El libro de Margarette Lincoln London and the 17th Century, The Making of the World’s Greatest City es el complemento perfecto a la obra anterior. La historia de una ciudad que sufrió varios acontecimientos apocalípticos —la peste, un incendio, una revolución—, sobrevivió y se reinventó como la ciudad europea más cosmopolita, no es muy conocida fuera del Reino Unido. En el libro, las dos ciudades hermanas, la City y Westminster, cobran vida en un estilo narrativo que mezcla el dato y la anécdota memorable para explicar los extraordinarios sucesos relacionados con la conspiración de la pólvora de 1605 y el inmenso miedo que generó a que resurgiera el catolicismo. Entre las transformaciones sociales que experimentó Londres a medida que avanzaba el siglo, muy bien descritas, destacan dos cosas.
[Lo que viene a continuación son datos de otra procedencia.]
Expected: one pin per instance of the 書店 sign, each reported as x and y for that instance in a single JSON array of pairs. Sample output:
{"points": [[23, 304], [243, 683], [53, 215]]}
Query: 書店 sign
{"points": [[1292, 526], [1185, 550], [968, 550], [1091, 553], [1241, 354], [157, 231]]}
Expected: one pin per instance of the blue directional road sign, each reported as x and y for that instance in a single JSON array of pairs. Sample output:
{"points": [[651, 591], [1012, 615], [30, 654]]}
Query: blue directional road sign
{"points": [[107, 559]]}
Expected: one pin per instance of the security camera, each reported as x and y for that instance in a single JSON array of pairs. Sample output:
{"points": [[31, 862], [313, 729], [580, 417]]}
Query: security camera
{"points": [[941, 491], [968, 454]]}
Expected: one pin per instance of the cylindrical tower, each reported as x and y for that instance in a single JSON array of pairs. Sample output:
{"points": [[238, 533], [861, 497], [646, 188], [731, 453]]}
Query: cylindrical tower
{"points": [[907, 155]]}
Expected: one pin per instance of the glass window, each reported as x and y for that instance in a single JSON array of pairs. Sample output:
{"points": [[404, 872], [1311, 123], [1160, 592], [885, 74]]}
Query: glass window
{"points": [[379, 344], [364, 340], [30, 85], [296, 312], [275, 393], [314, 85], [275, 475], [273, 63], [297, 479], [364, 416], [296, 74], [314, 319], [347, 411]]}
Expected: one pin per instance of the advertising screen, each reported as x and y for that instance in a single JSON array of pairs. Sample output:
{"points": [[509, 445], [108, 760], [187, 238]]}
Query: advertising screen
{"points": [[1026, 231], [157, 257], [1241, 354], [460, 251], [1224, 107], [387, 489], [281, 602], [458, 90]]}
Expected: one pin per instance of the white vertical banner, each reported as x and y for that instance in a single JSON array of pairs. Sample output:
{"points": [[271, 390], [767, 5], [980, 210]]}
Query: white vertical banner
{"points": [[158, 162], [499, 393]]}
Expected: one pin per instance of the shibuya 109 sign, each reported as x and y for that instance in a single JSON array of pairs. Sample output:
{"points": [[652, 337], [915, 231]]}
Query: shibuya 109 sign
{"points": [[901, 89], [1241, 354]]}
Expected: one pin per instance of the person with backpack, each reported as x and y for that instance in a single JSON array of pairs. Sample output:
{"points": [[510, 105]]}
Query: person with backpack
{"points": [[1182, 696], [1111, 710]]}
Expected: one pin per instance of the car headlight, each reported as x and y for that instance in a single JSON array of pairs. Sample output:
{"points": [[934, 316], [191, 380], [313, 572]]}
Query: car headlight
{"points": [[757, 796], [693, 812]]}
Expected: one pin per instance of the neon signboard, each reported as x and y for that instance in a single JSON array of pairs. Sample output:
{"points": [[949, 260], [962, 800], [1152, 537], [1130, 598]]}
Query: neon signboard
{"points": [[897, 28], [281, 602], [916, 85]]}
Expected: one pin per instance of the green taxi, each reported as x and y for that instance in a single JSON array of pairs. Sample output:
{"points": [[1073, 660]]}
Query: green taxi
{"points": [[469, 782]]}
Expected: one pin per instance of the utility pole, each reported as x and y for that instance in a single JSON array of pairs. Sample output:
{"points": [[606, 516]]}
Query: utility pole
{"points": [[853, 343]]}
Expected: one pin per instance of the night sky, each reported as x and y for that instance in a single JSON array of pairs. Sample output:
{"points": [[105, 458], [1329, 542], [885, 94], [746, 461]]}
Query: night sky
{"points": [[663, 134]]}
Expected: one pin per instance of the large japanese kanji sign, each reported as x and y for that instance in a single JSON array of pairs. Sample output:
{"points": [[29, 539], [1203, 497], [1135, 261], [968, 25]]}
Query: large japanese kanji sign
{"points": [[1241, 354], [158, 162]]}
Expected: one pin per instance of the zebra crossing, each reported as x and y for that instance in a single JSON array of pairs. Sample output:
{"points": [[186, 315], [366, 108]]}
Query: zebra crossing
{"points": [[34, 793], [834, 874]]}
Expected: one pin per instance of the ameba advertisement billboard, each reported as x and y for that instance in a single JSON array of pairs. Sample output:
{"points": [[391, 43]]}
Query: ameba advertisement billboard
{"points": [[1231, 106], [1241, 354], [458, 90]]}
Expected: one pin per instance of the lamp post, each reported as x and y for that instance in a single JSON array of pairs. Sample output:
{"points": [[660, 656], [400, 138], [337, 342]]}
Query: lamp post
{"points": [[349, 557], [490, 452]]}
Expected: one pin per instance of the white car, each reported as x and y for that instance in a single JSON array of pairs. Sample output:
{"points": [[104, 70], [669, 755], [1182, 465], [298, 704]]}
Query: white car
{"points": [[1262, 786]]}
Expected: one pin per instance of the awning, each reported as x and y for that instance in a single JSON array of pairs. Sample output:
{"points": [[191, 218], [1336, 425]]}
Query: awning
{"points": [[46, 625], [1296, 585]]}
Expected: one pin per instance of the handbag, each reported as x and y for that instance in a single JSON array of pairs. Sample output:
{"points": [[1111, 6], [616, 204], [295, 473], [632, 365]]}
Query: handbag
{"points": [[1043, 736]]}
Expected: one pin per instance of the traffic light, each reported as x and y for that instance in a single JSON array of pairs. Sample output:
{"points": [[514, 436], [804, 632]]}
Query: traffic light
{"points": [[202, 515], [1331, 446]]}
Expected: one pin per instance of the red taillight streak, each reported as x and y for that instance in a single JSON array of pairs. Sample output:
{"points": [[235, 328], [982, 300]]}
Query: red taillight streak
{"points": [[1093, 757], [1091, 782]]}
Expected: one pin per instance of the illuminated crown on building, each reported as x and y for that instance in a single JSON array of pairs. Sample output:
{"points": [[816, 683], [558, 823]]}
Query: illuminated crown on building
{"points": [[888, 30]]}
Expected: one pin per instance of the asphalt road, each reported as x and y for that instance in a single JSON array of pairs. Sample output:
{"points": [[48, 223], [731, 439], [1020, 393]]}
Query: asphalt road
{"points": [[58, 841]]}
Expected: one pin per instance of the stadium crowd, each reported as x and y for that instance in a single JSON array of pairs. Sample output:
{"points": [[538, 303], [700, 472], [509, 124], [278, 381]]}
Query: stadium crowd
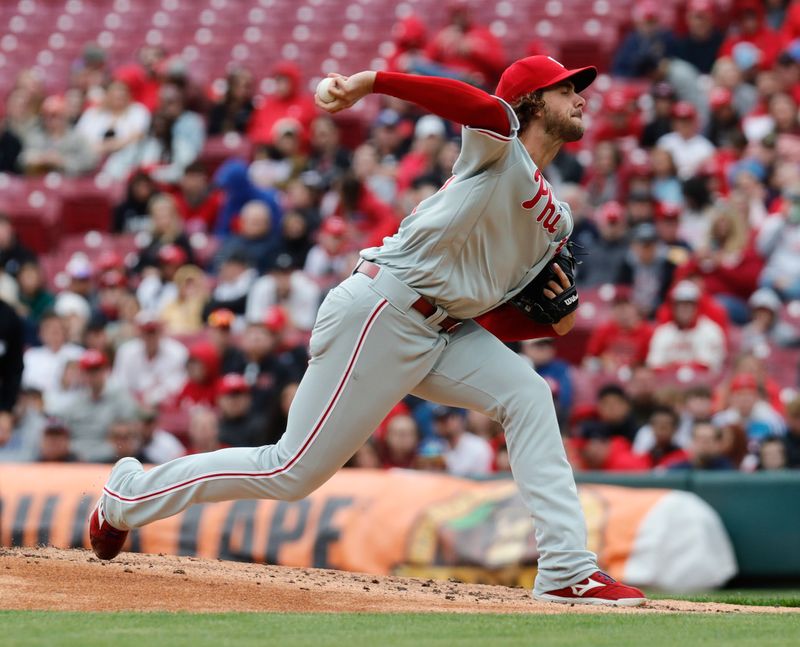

La primera son los enormes cambios que aportaron a partir de 1685 los protestantes hugonotes que huían de Francia. Este grupo, que en 1690 pasó a representar el 10% de la población de la ciudad, transformó su cultura material. El estilo francés se puso de moda, a pesar de que el Reino Unido estaba la mayor parte del tiempo en guerra con Francia.

Después de que Jacobo II no lograra establecer el catolicismo como religión preferente cuando sucedió a su hermano Carlos II, la creación del Banco de Inglaterra y un sistema financiero modernizado sirvió de pilar fundamental para el ascenso de Londres como centro comercial del mundo en los dos siglos posteriores. Además, el Banco contribuyó a construir la estructura de la deuda a medio y largo plazo, que permitió al gobierno financiar sus guerras en Europa y ayudar a sus aliados con un coste muy inferior al de sus grandes rivales, Francia y España.

La autora explica cómo el rey reinstaurado, Carlos II, consiguió tener un vínculo con su pueblo que jamás había logrado su padre, Carlos I, decapitado durante la guerra civil. Carlos II salió indemne de la Gran Peste, el Gran Incendio y la destrucción de la flota inglesa a manos de los holandeses en Medway, en el estuario del Támesis. Los puritanos dijeron que esos reveses eran actos divinos contra un gobernante libertino, pero los monárquicos alegaron que Dios mostraba su enfado porque Inglaterra hubiera matado al gobernante ungido. El rey asumió directamente las riendas durante el Gran Incendio y así demostró estar más preocupado que el Lord Mayor, el alcalde, que la primera noche del fuego descartó la necesidad de intervenir porque “una mujer podría apagarlo orinando”.

No cabe duda de que los inmigrantes dieron forma al Londres que conocemos, pero este paseo por la historia del siglo XVII, que no se hace nada pesado, permite pensar que la suerte de Londres en la era moderna se escribió, contra toda probabilidad, durante los muy turbulentos años en los que el Reino Unido se enfrentó a las ambiciones de Luis XIV de Francia, Felipe IV de España y su ambicioso hermano protestante, los Países Bajos.